I was talking to The Little Girl last night about what today’s deadline is – the expiration of baseball’s Collective Bargaining Agreement at midnight Eastern – and it occurred to me then that I’ve never really experienced a day like today. I started doing the BN thing full-time shortly after she was born, way back in the summer of 2011. That means the first CBA talks I covered came (1) right after I’d started doing this full-time and there was so much I didn’t really know yet, and (2) just as the Cubs were transitioning to the Theo Epstein-led front office. We were distracted!
So, in my memory, that CBA simply happened like magic – with significant structural changes that wound up favoring the owners, by the way – and my duty was only to cover the changes.
Then, five years later, there was maybe a little more rancor, but again, it seemed a bit to me like the deal simply happened. Again, there were a couple reasons: (1) the negotiations were led by a new MLBPA Director in Tony Clark who may have been a little too go-with-the-flow, and a deal got done relatively easily because the players got crushed, and (2) the Cubs had just won the World Series. We were distracted!
Then you have this year. So, like I said, I was explaining to The Little Girl what was happening, and it occurred to me that today was truly unique in my baseball-covering experience. Tomorrow will be, too, since the owners will lock out the players, and we’ll have our first labor shutdown in over 25 years. It’s weird.
I know all the soft talk about how this doesn’t mean games will be lost, and it’s about controlling the negotiating process, and all that stuff. But it still marks a pretty significant moment in the history of the sport, and it frustrates me that the owners – after a couple clearly huge wins on the negotiating front – do not appear to be as open to fundamental shifts in free agency and arbitration as they should be.

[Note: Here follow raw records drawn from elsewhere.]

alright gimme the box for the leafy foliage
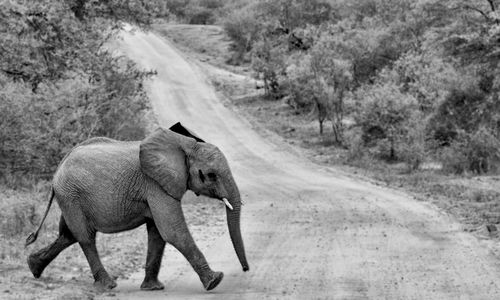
[165,0,224,24]
[223,6,262,64]
[215,0,500,174]
[252,38,286,97]
[286,30,353,142]
[440,128,500,174]
[0,1,158,182]
[354,81,419,161]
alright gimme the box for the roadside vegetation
[0,1,169,185]
[158,0,500,231]
[220,0,500,175]
[0,1,166,297]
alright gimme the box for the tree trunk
[390,138,396,160]
[332,122,340,144]
[263,77,269,96]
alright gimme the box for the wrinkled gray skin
[25,127,249,291]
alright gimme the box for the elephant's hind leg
[140,219,166,290]
[28,216,76,278]
[62,206,116,290]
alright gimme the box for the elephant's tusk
[222,198,233,210]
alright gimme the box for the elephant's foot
[203,271,224,291]
[140,278,165,290]
[93,272,117,291]
[27,254,46,278]
[94,278,117,290]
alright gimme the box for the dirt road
[105,28,500,299]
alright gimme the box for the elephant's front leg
[167,224,224,291]
[140,220,166,290]
[147,194,224,291]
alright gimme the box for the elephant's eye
[207,172,217,181]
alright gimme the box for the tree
[64,0,169,23]
[354,81,419,161]
[287,48,352,143]
[251,38,286,98]
[308,33,353,143]
[223,5,262,64]
[256,0,332,32]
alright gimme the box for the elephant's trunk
[225,184,249,272]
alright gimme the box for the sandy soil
[96,28,500,299]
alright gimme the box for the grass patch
[0,185,57,259]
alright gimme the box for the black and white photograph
[2,0,500,299]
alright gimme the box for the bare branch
[486,0,500,24]
[463,5,491,22]
[487,0,496,12]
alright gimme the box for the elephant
[25,123,249,291]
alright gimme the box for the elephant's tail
[25,187,55,248]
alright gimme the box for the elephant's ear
[169,122,205,143]
[140,128,190,200]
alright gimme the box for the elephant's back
[56,140,141,176]
[53,140,143,199]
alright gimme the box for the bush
[286,54,315,109]
[429,87,487,145]
[0,1,154,183]
[166,0,191,19]
[187,6,216,24]
[223,6,261,64]
[397,113,428,171]
[354,81,419,161]
[0,187,47,238]
[252,38,287,98]
[347,108,428,171]
[345,127,365,161]
[439,133,469,174]
[427,82,500,150]
[255,0,332,31]
[286,37,353,142]
[0,55,151,182]
[467,127,500,173]
[387,51,461,112]
[439,128,500,174]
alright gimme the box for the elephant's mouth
[194,191,233,210]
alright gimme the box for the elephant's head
[139,125,249,272]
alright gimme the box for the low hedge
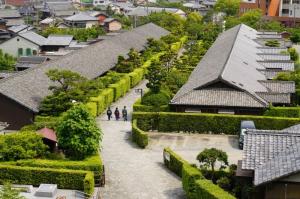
[264,106,300,118]
[133,99,169,112]
[128,68,144,88]
[85,102,97,117]
[0,165,94,193]
[182,164,204,199]
[1,154,103,183]
[84,172,95,195]
[133,112,300,134]
[195,179,236,199]
[132,120,148,148]
[163,147,189,177]
[109,75,131,102]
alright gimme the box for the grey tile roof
[282,124,300,132]
[258,61,294,71]
[64,13,98,21]
[8,25,33,33]
[259,80,295,93]
[6,18,25,26]
[242,130,300,170]
[127,6,183,16]
[18,56,47,64]
[0,23,169,112]
[258,47,287,54]
[44,35,73,46]
[0,9,21,18]
[254,142,300,186]
[258,69,286,79]
[171,24,295,108]
[257,92,291,104]
[19,31,47,46]
[170,87,266,108]
[258,53,291,61]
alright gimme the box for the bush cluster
[0,132,48,161]
[133,112,300,133]
[0,165,94,193]
[141,91,170,107]
[132,120,148,148]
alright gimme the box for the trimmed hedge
[90,88,114,116]
[182,164,204,199]
[85,102,97,117]
[132,120,148,148]
[0,165,94,192]
[84,172,95,195]
[1,154,103,182]
[163,147,189,177]
[195,179,236,199]
[133,99,169,112]
[109,75,131,102]
[128,68,144,88]
[133,112,300,134]
[264,107,300,118]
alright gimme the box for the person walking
[114,107,120,121]
[122,106,128,121]
[107,107,112,121]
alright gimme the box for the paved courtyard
[98,81,185,199]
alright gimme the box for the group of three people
[106,106,127,121]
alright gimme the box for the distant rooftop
[64,12,98,21]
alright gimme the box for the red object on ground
[38,127,57,142]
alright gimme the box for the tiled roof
[127,6,183,16]
[0,9,21,18]
[258,69,286,79]
[242,130,300,170]
[257,92,291,104]
[254,142,300,186]
[258,61,294,71]
[258,47,287,54]
[171,24,295,108]
[19,31,47,46]
[259,80,295,93]
[171,87,266,108]
[44,35,73,46]
[0,23,169,112]
[64,13,98,21]
[258,53,291,61]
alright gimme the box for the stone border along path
[97,81,185,199]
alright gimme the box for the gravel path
[98,81,185,199]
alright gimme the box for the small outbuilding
[38,127,58,151]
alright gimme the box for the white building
[93,0,110,7]
[0,31,46,57]
[279,0,300,18]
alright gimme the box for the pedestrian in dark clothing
[122,106,128,121]
[107,107,112,120]
[114,107,120,120]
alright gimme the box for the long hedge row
[1,154,103,183]
[0,165,94,194]
[163,148,236,199]
[264,106,300,118]
[132,120,148,148]
[133,112,300,134]
[133,99,169,112]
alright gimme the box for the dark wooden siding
[0,93,35,130]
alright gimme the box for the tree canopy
[145,60,166,93]
[214,0,240,16]
[197,148,228,172]
[0,50,16,71]
[56,104,102,160]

To that end, while there are lots of other issues to be sorted out, the latest from ESPN suggests that is the real core of the disagreement:
The players want free agency after five years or 29.5 years of age, whichever comes first, while beginning the arbitration process after two seasons instead of three.

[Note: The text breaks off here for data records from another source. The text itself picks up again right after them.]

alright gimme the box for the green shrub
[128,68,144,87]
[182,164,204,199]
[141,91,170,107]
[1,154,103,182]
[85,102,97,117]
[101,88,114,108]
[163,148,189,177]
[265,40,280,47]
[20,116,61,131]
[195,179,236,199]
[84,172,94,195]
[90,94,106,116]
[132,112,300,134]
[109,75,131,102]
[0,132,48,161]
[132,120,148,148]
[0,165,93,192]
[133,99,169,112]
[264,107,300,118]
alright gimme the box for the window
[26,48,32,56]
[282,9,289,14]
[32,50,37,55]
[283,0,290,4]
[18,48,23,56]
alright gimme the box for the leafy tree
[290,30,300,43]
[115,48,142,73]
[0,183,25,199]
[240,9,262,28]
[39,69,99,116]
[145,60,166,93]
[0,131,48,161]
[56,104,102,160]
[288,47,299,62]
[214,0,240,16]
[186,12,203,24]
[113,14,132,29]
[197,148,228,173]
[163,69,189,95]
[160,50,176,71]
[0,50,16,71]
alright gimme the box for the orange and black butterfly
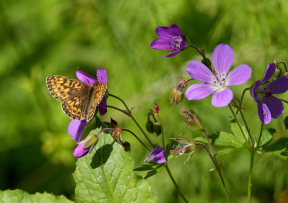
[46,75,107,122]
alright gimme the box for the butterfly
[46,75,107,122]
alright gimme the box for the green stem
[228,104,249,143]
[165,165,189,203]
[189,44,211,69]
[156,114,165,148]
[196,143,231,203]
[108,94,189,203]
[236,88,250,115]
[247,151,255,203]
[202,129,215,155]
[108,94,154,148]
[122,129,150,151]
[256,123,264,147]
[238,109,255,146]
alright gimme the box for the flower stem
[189,44,211,69]
[108,93,154,148]
[196,142,231,203]
[237,88,250,115]
[247,150,255,203]
[108,93,189,203]
[122,129,150,151]
[238,109,255,146]
[156,114,165,148]
[165,165,190,203]
[256,123,264,147]
[202,129,215,155]
[228,104,249,143]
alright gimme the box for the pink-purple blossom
[145,146,167,163]
[185,44,252,107]
[151,24,188,57]
[252,63,288,124]
[73,141,91,158]
[68,69,108,142]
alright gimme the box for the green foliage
[73,131,157,203]
[263,138,288,160]
[0,189,72,203]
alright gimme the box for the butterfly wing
[46,75,89,102]
[62,95,88,120]
[86,82,107,121]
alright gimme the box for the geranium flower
[68,69,108,142]
[252,63,288,124]
[145,146,167,163]
[73,141,91,158]
[185,44,252,107]
[151,24,188,57]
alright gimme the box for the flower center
[211,73,227,89]
[169,36,182,49]
[256,85,272,101]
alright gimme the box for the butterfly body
[46,75,107,122]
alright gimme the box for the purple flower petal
[226,64,252,86]
[73,142,91,158]
[98,96,107,115]
[156,24,183,37]
[262,63,276,83]
[212,87,233,107]
[145,146,167,163]
[266,76,288,94]
[212,44,234,75]
[264,96,284,119]
[257,102,271,124]
[164,49,181,57]
[186,61,214,83]
[68,120,88,142]
[185,84,214,100]
[251,80,262,101]
[97,69,108,84]
[76,70,97,87]
[151,38,173,50]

Owners won’t agree to such a massive overhaul of the system, according to a person familiar with the league’s thinking. Both free agency after six years and arbitration after three seasons have been tenets of the economic process in baseball for decades.
I get why the owners wouldn’t want to make a deal that could shift more money to the players, but at some point, you aren’t helping the overall sport by keeping things in such an imbalance (revenues have outpaced salary growth for years now). Focus less on your slice of the pie, and focus on growing the pie. That kind of stuff.

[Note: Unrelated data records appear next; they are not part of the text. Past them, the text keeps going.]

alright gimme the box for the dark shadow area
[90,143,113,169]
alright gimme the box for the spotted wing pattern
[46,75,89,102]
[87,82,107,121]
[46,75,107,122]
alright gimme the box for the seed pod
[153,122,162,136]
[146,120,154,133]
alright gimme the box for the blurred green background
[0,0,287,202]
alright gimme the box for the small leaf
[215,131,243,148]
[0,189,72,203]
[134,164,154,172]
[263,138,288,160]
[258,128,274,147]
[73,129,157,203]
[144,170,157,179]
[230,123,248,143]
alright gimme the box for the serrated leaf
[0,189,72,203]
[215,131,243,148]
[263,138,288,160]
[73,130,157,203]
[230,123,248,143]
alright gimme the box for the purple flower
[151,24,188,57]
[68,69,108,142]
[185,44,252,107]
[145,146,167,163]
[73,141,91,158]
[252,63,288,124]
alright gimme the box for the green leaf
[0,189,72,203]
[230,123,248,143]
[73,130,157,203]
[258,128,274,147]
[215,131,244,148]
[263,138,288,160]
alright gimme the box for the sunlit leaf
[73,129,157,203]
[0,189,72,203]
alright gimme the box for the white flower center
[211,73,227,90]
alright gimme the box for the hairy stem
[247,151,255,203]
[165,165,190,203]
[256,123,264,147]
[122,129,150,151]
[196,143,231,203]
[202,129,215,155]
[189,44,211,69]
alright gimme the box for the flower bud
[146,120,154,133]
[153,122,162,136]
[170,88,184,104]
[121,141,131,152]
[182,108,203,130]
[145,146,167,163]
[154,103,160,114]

There will be more meetings today, but with everyone understanding that no deal is happening before midnight, it would probably be most productive for today to be about how things will proceed in the lockout. What can teams and players do and not do at team facilities, when will the next sessions be, what areas should each side really be focused on, etc.
Your most optimistic take from Evan Drellich at The Athletic:
The best-case scenario for what is effectively deadline day, Wednesday, would be a sense of momentum that convinces owners to put off moving for a lockout at midnight entering Thursday. Getting to a full deal by the end of Wednesday is impossible, but theoretically, they could gain enough steam in some areas to want to keep moving.
In other words, if somehow, magically, the sides got close enough today that they thought maybe they could get a deal done by, say, Friday, the owners could say they will start a lockout at midnight on Friday if no deal is completed. Having seen how these sides work in recent years, though, I’ve gotta believe that’s a 1% proposition at best.
Far more likely is that talks don’t move the needle much today, the owners lock the players out at midnight, and then tomorrow is full of ugly statements about how the owners are being intransigent, the players are being unrealistic, and on and on.
From there, we’ll get into what the lockout means, and what the timelines could look like – both for the lockout and for the then-revised offseason.